The Arizona Cardinals opted to change their base defense from a 3-4 defense to a 4-3 defense. Bynes entered training camp slated as the starting middle linebacker, but saw minor competition for the role from Scooby Wright. Head coach Steve Wilks named Bynes the starting middle linebacker to begin the season, alongside outside linebackers Haasan Reddick and Deone Bucannon.

He started in the Arizona Cardinals' season-opener against the Washington Redskins and recorded 11 combined tackles (eight solo) in their 24–6 loss.
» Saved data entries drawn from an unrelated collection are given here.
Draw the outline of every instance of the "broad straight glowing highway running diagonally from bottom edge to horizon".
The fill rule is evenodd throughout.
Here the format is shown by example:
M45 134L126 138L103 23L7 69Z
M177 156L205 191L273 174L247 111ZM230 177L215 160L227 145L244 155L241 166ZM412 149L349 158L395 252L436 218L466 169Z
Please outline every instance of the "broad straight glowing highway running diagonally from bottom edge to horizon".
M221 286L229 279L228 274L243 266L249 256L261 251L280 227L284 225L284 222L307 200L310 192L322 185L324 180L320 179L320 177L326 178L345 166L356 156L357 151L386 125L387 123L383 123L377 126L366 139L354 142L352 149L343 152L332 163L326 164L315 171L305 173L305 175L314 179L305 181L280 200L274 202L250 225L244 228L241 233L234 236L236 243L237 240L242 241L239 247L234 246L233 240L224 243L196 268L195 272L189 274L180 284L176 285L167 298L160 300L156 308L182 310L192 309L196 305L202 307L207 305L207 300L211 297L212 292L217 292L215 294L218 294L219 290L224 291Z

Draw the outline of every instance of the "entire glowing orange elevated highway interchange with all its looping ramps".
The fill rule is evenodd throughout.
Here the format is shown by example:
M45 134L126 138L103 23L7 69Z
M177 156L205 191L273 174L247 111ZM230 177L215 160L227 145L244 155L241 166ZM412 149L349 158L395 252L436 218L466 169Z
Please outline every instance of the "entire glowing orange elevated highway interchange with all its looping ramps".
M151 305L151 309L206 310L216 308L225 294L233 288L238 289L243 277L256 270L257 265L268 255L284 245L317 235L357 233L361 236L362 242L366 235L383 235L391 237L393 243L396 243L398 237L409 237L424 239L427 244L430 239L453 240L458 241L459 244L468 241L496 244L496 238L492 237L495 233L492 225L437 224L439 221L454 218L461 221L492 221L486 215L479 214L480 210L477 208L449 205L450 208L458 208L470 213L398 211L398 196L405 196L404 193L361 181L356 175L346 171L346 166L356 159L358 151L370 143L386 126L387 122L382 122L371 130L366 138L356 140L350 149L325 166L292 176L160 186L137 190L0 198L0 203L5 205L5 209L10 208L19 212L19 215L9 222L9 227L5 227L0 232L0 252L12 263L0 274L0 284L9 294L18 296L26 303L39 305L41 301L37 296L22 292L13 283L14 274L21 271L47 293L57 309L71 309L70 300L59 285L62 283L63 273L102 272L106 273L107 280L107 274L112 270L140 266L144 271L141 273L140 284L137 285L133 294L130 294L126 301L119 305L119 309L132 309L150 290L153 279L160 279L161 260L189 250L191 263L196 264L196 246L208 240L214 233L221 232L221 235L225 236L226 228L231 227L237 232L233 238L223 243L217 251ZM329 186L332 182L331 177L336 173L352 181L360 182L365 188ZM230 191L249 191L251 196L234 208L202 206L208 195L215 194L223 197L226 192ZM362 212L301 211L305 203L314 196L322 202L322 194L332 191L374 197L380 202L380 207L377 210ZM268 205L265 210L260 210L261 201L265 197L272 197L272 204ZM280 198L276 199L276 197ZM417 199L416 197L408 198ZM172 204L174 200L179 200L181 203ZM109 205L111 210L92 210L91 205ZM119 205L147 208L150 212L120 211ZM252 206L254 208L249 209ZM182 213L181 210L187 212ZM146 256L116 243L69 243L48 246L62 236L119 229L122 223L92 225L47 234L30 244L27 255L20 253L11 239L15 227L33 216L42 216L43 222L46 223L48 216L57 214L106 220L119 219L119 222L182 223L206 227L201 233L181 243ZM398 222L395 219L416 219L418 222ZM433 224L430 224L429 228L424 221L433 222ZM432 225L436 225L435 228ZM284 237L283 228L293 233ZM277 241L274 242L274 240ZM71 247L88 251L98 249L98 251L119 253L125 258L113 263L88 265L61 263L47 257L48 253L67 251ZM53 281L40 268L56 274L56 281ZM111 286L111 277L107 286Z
He started 11 games before suffering a thumb injury in Week 12. He was placed on injured reserve on November 26, 2018.

On March 5, 2019, Bynes was released by the Cardinals.

===Baltimore Ravens (second stint)===
On October 2, 2019, Bynes was signed by the Ravens.
Four days later, during a week 5 game against the Pittsburgh Steelers, Bynes intercepted a pass thrown by running back Jaylen Samuels in the 26–23 win.

===Cincinnati Bengals===
On March 25, 2020, the Cincinnati Bengals signed Bynes to a one-year contract. He started all 16 games in 2020, recording a career-high 99 tackles, 1.0 sack, and two passes defensed.

=== Carolina Panthers ===
On August 11, 2021, Bynes was signed by the Carolina Panthers. On August 31, 2021, Bynes was released by the Panthers during final roster cuts.
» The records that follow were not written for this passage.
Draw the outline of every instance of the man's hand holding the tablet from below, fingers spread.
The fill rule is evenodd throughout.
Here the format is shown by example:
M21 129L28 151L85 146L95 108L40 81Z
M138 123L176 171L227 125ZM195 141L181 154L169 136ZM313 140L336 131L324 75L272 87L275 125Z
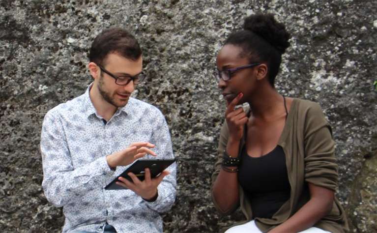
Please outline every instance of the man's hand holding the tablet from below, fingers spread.
M151 178L149 169L145 168L145 179L143 181L135 174L128 173L127 175L131 177L133 182L130 182L126 178L119 177L119 181L117 181L116 184L134 191L145 200L151 200L157 195L157 186L161 183L162 179L169 174L169 171L164 170L160 175Z

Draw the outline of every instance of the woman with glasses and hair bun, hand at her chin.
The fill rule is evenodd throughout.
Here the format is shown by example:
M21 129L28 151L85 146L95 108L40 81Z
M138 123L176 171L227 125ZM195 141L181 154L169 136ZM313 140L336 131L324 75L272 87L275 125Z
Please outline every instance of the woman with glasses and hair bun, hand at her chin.
M240 206L246 217L227 233L348 230L334 197L338 167L322 110L274 88L289 38L273 15L249 16L216 59L227 109L212 198L221 213ZM249 110L235 108L246 102Z

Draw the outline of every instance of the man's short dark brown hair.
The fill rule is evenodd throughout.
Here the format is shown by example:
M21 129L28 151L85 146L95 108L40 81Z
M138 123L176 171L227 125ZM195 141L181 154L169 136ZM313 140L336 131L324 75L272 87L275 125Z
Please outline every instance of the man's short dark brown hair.
M136 38L127 30L110 28L103 30L95 37L91 44L89 60L96 64L102 64L110 53L117 53L124 58L137 60L142 55L142 50Z

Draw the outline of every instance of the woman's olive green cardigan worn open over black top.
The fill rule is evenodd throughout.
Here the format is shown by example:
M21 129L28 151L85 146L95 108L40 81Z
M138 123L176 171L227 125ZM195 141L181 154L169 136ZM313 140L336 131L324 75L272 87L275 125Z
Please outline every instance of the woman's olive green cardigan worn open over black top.
M220 133L217 149L218 160L212 175L212 184L220 172L227 141L228 126L225 122ZM245 144L245 139L242 139L240 144L241 148ZM338 185L338 166L334 155L331 127L325 120L318 104L308 100L293 99L278 145L283 147L286 154L291 187L290 199L271 219L255 218L256 224L262 232L268 232L283 223L309 201L310 193L304 189L307 182L333 191L336 191ZM212 200L222 214L230 214L237 207L241 208L246 220L235 225L252 220L251 205L244 195L242 187L239 186L239 203L226 212L219 208L213 195ZM344 209L337 199L334 200L332 210L314 226L332 233L348 231Z

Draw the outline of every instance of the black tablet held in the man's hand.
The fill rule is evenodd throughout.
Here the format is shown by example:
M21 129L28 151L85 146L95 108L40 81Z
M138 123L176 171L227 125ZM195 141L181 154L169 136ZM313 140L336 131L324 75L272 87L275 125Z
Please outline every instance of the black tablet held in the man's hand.
M123 186L117 185L116 181L119 181L120 176L128 179L132 182L128 173L135 174L140 180L144 180L145 168L149 168L150 177L156 177L162 171L167 169L172 163L175 162L175 159L140 159L133 163L129 168L127 168L122 174L118 175L113 181L106 185L106 190L116 190L116 189L127 189Z

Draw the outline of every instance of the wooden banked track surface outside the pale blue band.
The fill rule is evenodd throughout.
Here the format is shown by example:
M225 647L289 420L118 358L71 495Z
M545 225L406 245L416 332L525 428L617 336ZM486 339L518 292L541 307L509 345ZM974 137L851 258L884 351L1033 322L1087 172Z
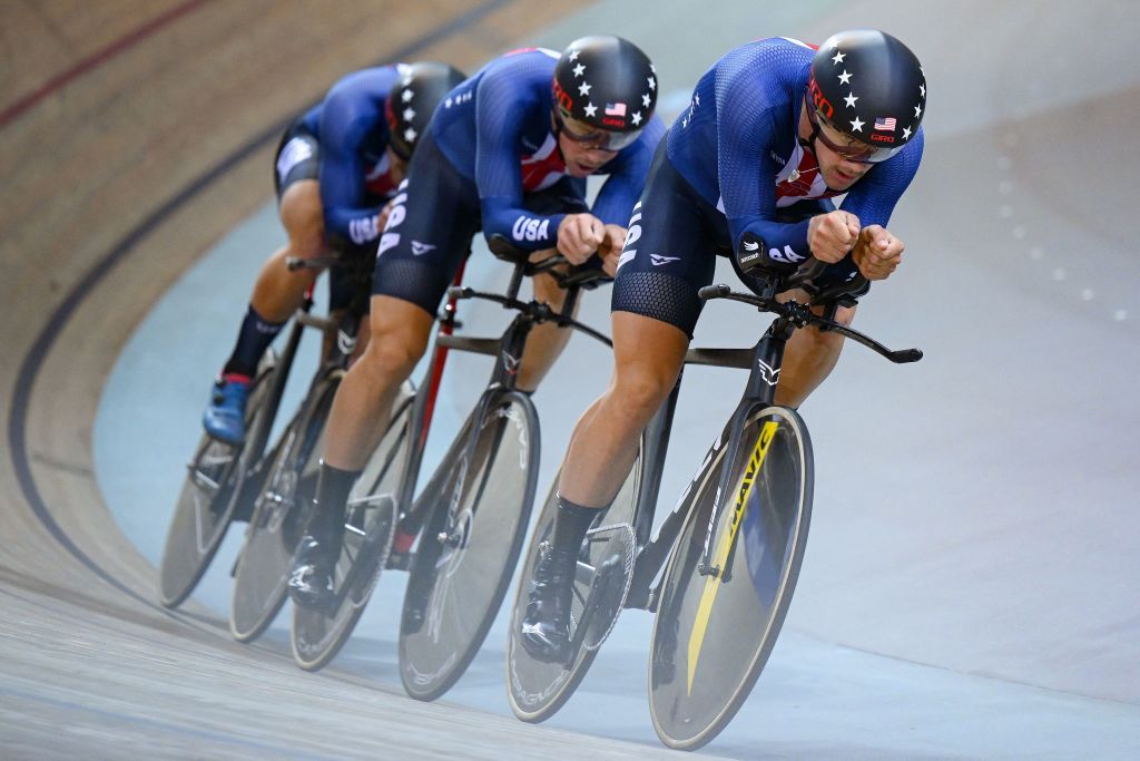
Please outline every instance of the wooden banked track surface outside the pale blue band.
M162 292L270 197L285 121L377 62L472 71L553 21L549 7L2 0L0 14L0 755L375 754L381 737L413 756L502 758L506 738L507 755L553 742L628 754L302 674L231 642L209 615L163 612L154 568L116 529L92 472L91 423L116 355ZM310 690L336 715L267 740L296 732ZM407 731L422 717L424 730Z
===Baltimore Ravens (third stint)===
One day after being released by the Panthers, Bynes signed with the Ravens' practice squad. On September 28, 2021, Bynes was promoted to the active roster.
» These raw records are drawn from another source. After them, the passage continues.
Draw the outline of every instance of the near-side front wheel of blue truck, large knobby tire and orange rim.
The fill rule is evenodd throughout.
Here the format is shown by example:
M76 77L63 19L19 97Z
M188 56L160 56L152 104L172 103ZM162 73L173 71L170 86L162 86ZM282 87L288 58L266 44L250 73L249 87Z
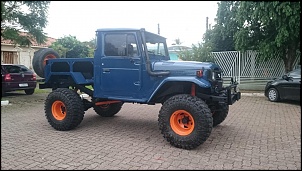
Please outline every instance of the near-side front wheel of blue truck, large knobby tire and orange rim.
M163 103L158 115L158 125L171 145L189 150L208 139L213 128L213 118L203 100L180 94Z

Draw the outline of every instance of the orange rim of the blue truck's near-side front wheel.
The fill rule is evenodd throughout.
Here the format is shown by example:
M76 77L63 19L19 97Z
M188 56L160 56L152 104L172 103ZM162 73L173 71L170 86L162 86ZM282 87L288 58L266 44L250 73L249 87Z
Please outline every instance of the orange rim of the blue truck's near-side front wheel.
M194 130L194 119L185 110L177 110L170 117L172 130L178 135L189 135Z

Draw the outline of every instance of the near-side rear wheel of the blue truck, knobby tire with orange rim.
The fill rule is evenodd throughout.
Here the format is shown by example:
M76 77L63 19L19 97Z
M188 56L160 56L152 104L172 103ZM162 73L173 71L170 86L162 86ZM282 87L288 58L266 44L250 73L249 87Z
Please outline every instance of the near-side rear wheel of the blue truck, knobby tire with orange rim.
M44 110L49 124L59 131L74 129L84 118L84 106L80 96L67 88L58 88L49 93Z

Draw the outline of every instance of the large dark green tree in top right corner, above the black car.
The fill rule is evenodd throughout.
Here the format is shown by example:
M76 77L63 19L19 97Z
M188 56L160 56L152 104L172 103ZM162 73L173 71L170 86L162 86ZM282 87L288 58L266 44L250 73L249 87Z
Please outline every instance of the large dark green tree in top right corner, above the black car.
M237 50L257 50L264 61L281 58L285 72L293 69L300 52L300 2L240 1L234 13L240 24Z

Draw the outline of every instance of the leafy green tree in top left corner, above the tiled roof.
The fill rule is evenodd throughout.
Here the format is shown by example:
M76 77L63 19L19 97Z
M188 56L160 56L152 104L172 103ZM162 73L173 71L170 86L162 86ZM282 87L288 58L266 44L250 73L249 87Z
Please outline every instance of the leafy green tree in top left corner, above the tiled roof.
M44 43L47 9L50 1L1 1L1 37L15 44ZM28 32L20 35L19 32Z

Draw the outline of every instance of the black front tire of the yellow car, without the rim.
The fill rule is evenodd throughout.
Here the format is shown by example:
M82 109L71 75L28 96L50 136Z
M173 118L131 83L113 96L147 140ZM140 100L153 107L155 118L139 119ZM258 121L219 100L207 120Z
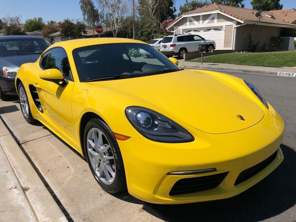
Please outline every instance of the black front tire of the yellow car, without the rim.
M87 151L87 135L91 128L98 128L101 130L104 135L106 136L108 142L110 143L113 156L115 157L115 168L116 168L116 176L112 184L106 185L104 184L94 173L94 169L91 166L90 160L89 160L89 154ZM89 122L85 126L84 135L83 135L83 143L84 143L84 154L87 160L87 163L89 164L89 168L91 170L91 173L93 174L95 180L98 182L98 184L108 193L119 193L127 189L126 187L126 174L124 171L124 165L123 160L121 156L121 152L118 146L118 143L115 139L114 134L112 133L109 126L102 120L93 118L89 120ZM116 155L114 155L114 153Z

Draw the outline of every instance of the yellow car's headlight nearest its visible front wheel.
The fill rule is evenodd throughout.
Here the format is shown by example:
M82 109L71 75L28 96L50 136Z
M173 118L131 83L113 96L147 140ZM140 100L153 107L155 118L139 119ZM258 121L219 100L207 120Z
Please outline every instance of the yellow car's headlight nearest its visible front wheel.
M126 117L133 127L147 139L165 143L194 140L194 137L183 127L153 110L136 106L128 107Z

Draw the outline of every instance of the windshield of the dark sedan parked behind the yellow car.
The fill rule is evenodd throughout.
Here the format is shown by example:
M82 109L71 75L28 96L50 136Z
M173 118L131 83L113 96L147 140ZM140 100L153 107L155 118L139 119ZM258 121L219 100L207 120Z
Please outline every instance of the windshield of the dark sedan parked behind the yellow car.
M0 40L0 56L27 55L42 53L50 44L44 39L2 39Z

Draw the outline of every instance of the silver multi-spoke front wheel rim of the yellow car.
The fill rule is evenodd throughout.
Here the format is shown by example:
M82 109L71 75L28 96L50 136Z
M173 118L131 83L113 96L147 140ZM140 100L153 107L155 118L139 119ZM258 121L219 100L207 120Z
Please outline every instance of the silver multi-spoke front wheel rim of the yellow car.
M106 185L113 183L116 176L115 159L110 142L98 128L91 128L87 134L87 152L95 175Z

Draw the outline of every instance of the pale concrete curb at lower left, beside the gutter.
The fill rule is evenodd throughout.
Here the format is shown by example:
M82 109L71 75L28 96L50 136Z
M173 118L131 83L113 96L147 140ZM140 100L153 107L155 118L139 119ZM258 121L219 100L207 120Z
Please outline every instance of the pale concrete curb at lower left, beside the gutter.
M0 144L38 221L68 221L40 177L0 120Z

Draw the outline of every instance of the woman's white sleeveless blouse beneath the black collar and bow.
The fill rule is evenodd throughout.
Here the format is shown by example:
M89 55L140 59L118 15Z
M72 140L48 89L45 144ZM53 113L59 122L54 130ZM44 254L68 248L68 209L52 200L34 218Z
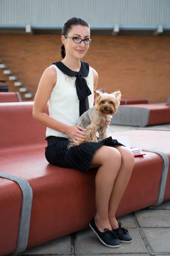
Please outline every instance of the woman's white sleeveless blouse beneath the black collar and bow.
M59 70L55 64L50 67L54 67L57 71L57 83L53 87L48 100L49 116L65 125L76 125L79 118L79 99L75 83L76 77L67 76ZM92 108L94 105L94 76L91 67L89 67L88 77L85 77L85 79L91 90L91 95L88 96L88 102L89 108ZM66 134L49 127L46 128L45 136L68 138Z

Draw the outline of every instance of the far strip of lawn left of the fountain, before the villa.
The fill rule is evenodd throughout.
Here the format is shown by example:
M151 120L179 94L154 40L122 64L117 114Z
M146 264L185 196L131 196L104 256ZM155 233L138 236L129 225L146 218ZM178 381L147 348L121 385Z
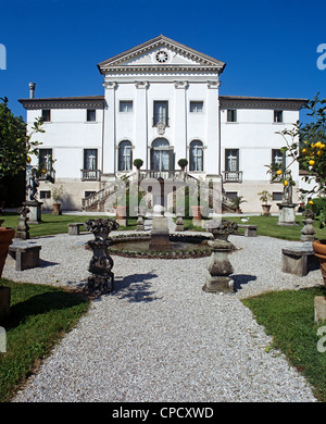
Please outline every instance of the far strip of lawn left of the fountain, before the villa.
M41 215L40 224L30 224L29 225L29 235L30 237L39 236L50 236L53 234L65 234L68 230L67 225L71 223L84 223L88 220L93 220L97 217L109 217L109 216L86 216L86 215L52 215L50 213L43 213ZM2 226L16 228L18 225L18 214L17 213L5 213L0 216L1 220L4 220ZM128 220L128 226L121 226L118 229L135 229L137 219Z

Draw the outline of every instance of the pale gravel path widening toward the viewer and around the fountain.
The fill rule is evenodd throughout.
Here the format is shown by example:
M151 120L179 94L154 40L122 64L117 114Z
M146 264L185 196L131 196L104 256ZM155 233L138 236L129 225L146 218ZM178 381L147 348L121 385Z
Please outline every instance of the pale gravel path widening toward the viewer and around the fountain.
M91 234L34 239L41 266L3 277L76 286L85 283ZM322 284L281 273L289 241L230 236L235 287L230 295L202 291L208 258L126 259L114 255L115 291L91 308L45 360L14 401L315 401L240 299L266 290Z

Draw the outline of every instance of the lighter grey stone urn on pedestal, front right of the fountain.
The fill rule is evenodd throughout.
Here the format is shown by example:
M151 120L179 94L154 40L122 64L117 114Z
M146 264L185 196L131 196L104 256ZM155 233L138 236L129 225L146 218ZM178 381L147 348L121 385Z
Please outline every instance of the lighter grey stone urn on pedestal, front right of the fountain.
M233 249L233 244L228 241L228 236L237 232L238 224L233 221L215 221L209 223L206 229L212 233L214 240L209 241L212 254L208 270L210 275L202 289L208 292L230 292L233 283L230 274L234 273L233 265L228 259L228 253Z

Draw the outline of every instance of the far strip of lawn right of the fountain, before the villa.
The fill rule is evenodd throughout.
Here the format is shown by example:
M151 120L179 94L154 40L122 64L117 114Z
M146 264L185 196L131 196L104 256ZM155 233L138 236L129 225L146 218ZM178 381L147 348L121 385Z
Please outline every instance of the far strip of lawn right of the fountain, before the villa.
M225 216L224 220L236 221L238 224L242 224L241 217L248 217L246 214L239 216ZM301 229L303 227L302 220L304 216L297 215L296 222L298 226L280 226L277 225L278 216L249 216L247 224L258 226L259 236L268 236L275 238L283 238L286 240L300 240ZM200 228L192 226L192 220L184 220L185 229L199 230ZM318 221L314 223L314 228L316 230L315 237L318 239L326 238L326 227L321 229ZM201 228L201 230L203 230ZM239 233L243 233L243 229L239 228Z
On April 8, 2022, the Ravens re-signed Bynes to a one-year contract. He was named a starting inside linebacker alongside Patrick Queen. He started the first seven games, but lost his starting job after the acquisition of Roquan Smith. He was a healthy scratch the next seven games before being released on December 23, 2022. He was re-signed to the practice squad on December 27. His practice squad contract with the team expired after the season on January 15, 2023.

===Retirement===
On December 8, 2023, Bynes signed a one-day contract to officially retire a member of the Baltimore Ravens.

==NFL career statistics==

Year: Team; Games; Tackles; Interceptions; Fumbles
G: GS; Comb; Solo; Ast; Sack; Sfty; Int; Yds; Lng; TD; PD; FF; FR; Yds; TD
2011: BAL; 1; 0; 0; 0; 0; 0.0; 0; 0; 0; 0; 0; 0; 0; 0; 0; 0
2012: BAL; 10; 3; 34; 19; 15; 0.0; 0; 0; 0; 0; 0; 1; 0; 0; 0; 0
2013: BAL; 15; 6; 45; 22; 23; 0.0; 0; 0; 0; 0; 0; 3; 0; 0; 0; 0
2014: DET; 13; 0; 22; 18; 4; 0.0; 0; 1; 17; 17; 0; 1; 0; 1; 0; 0
2015: DET; 16; 11; 82; 56; 26; 0.5; 0; 0; 0; 0; 0; 5; 1; 0; 0; 0
2016: DET; 9; 8; 38; 26; 12; 0.0; 0; 0; 0; 0; 0; 4; 0; 0; 0; 0
2017: ARI; 14; 1; 36; 31; 5; 1.0; 0; 1; 25; 25; 0; 3; 2; 0; 0; 0
2018: ARI; 11; 11; 75; 52; 23; 2.0; 0; 0; 0; 0; 0; 5; 0; 1; 23; 1
2019: BAL; 12; 7; 46; 23; 23; 1.0; 0; 2; 7; 6; 0; 4; 0; 0; 0; 0
2020: CIN; 16; 16; 99; 53; 46; 1.0; 0; 0; 0; 0; 0; 2; 0; 1; 0; 0
2021: BAL; 14; 12; 76; 50; 26; 2.0; 0; 0; 0; 0; 0; 4; 0; 0; 0; 0
Career: 131; 75; 553; 350; 203; 7.5; 0; 4; 49; 25; 0; 32; 3; 3; 23; 1

==Coaching career==
In February 2024, the Seattle Seahawks announced the hiring of Bynes as their defensive assistant/linebackers coach as part of head coach Mike Macdonald's initial coaching staff. Bynes previously played under Macdonald during both their time with the Ravens. He was part of the coaching staff that won Super Bowl LX over the New England Patriots 29–13.